Integrated urban models (IUMs) can help us gain a better understanding of urban dynamics by creating simplified future scenarios that can be manipulated through simulation. They enable virtual experimentation, allowing the potential impact of new infrastructure, technologies or policies to be determined, which can support strategic planning. Models can also act as powerful tools for facilitating participatory, collaborative decision-making. The visual outputs provide a series of “what if” scenarios, dependant on the strategic policy decisions that are made.
The aim of the survey was to learn more about the use of integrated urban modelling tools by Nordic authorities through the following questions:
- To what extent are integrated urban models being used by Nordic planning authorities?
- What are the basic technical details of the models being used?
- How are these models developed, implemented and used as planning support systems?
The survey revealed that only six out of the 50 responding local and regional authorities use truly integrated models, by which we mean models that provide urban development forecasts dependent on chosen planning strategies integrating multiple environmental, social and economic variables. Simpler models focusing on single sets of data and GIS-based models are however used by the vast majority of respondents.
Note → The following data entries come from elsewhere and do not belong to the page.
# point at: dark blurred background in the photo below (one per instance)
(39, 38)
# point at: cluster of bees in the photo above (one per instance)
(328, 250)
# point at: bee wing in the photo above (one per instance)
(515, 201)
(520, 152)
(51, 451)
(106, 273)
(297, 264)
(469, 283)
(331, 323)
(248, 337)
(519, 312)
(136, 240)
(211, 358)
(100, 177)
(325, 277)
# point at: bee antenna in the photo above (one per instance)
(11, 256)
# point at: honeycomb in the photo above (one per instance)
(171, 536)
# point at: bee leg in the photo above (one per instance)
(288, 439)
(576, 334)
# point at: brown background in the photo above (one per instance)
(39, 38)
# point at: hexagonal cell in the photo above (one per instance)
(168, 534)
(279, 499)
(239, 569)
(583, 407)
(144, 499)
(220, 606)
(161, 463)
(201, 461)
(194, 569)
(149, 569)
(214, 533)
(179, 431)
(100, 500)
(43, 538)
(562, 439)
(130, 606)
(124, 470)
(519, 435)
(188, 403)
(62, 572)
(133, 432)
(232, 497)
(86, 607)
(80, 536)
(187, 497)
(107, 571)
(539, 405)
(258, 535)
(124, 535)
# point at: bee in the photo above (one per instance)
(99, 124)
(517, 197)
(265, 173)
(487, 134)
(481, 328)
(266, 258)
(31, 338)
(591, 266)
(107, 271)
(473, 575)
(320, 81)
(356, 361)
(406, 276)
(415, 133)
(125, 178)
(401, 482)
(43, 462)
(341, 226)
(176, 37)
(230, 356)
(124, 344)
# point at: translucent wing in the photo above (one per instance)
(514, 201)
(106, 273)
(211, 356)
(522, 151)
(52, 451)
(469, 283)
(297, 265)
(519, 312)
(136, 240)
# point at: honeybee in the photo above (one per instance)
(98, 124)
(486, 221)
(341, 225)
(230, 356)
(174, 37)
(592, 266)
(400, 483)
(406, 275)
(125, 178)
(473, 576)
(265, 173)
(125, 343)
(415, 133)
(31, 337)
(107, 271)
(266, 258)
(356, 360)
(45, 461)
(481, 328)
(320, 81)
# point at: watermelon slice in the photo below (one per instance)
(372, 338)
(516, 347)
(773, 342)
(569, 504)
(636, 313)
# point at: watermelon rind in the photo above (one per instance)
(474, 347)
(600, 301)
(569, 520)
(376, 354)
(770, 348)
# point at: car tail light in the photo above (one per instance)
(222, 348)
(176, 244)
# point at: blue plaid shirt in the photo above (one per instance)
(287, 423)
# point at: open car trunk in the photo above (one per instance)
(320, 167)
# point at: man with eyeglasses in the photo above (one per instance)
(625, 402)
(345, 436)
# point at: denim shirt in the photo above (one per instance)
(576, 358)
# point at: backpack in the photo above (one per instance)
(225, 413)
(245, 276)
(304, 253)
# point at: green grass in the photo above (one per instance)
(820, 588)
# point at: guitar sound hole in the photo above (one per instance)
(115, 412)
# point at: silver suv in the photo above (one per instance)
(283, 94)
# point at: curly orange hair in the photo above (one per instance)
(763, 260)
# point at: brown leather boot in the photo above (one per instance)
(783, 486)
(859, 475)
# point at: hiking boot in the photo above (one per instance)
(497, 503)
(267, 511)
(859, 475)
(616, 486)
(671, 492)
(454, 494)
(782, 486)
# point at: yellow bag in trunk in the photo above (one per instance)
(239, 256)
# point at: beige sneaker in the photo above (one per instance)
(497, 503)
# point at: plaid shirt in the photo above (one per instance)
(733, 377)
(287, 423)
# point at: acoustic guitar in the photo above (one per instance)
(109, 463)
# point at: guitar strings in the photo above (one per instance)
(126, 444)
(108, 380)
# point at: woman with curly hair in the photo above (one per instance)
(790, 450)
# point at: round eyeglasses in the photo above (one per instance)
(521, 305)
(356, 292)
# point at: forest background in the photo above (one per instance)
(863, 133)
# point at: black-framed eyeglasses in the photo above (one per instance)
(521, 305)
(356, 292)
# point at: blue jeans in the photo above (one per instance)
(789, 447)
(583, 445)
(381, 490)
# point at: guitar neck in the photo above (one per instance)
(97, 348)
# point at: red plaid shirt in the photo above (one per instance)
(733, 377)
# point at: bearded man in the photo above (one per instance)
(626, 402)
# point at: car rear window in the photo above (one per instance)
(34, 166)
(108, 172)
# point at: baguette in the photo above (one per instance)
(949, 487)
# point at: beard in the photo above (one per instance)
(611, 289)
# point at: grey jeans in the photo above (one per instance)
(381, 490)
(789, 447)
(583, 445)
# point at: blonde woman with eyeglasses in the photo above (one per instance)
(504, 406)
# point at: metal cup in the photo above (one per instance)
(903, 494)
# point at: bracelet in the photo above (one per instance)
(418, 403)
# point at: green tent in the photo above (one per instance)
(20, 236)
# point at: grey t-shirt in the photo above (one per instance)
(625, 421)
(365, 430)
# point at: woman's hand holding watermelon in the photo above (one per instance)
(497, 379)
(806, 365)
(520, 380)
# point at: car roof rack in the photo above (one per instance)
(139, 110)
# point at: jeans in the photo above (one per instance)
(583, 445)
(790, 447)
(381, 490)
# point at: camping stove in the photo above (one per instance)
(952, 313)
The low number of users of integrated models appears to be due to a lack of awareness of their uses and benefits, which makes it important that new information be communicated to planners and policymakers efficiently. Additional factors acting as barriers to the use of integrated models are the lack of in house expertise in these oftentimes complex models, their high costs, the small size of many municipalities and the lack of access to necessary data.
Analysis of the responses did however point to a high degree of collaboration when it comes to the development and implementation of models, both between municipalities and between municipalities and regional authorities. This offers the potential of viewing models as a means to further cooperation across administrative borders around a future planning project. Indeed, this would tap into the models’ most important contribution: the provision of visual representations of alternative planning strategies. These maps can then be used as a basis for discussion and decision-making with involved stakeholders and devising planning strategies that integrate multiple variables.